Train songs are a staple of bluegrass and other forms of traditional American music. From John Henry to In the Pines, from Orange Blossom Special to Blue Railroad Train, you can seldom attend a bluegrass show without hearing at least one song dedicated to the mystery, power, and lonesomeness of trains. But what about an entire album consisting of nothing but train songs? That’s what The High 48s Bluegrass Band has attempted with its most recent recording, Great Northern Railroad.

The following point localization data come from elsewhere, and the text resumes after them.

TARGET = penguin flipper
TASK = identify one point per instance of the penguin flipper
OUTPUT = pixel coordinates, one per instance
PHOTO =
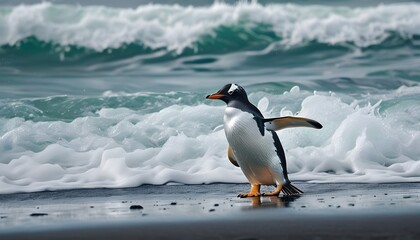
(231, 157)
(279, 123)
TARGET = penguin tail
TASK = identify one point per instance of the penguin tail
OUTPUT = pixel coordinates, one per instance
(290, 190)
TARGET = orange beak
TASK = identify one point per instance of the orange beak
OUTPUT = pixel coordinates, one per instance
(215, 96)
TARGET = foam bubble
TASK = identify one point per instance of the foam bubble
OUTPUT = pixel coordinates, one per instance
(176, 28)
(121, 147)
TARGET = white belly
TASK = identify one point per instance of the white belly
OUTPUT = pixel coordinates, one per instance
(255, 154)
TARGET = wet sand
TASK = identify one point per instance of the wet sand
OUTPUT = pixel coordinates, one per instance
(325, 211)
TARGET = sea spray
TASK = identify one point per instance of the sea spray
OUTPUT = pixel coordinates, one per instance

The album isn’t simply a collection of “greatest hits” train songs. Instead, the Minnesota-based group has put together a selection of ten songs, both originals and some pulled from popular songwriters, which use trains as part of a larger theme. It’s a neat concept in which all of the songs somehow mention trains but also touch on most of the other popular bluegrass subjects – leaving, heartbreak, and hard work, among others.
Banjo player Anthony Ihrig contributed two originals to the project. The first, the title track, opens the album with the tale of a man who spent his whole life working rough jobs on the railroad line, leaving him worn out and crippled, but holding out hope that his hard work has spared his children a similar future. The song, which was featured as part of the 2012 IBMA Songwriter’s Showcase, is a well-written ode to Ihrig’s grandfather with nice guitar work from Marty Marrone, who also provides lead vocals. Ihrig’s other original is the sassy, upbeat That Train Has Left the Station. It really has nothing to do with trains, but the title phrase is cleverly used as both a kiss-off to the singer’s ex and a nod to the album’s theme. A third band original, the excellent fiddle tune Indian Valley Line, comes from fiddler Eric Christopher.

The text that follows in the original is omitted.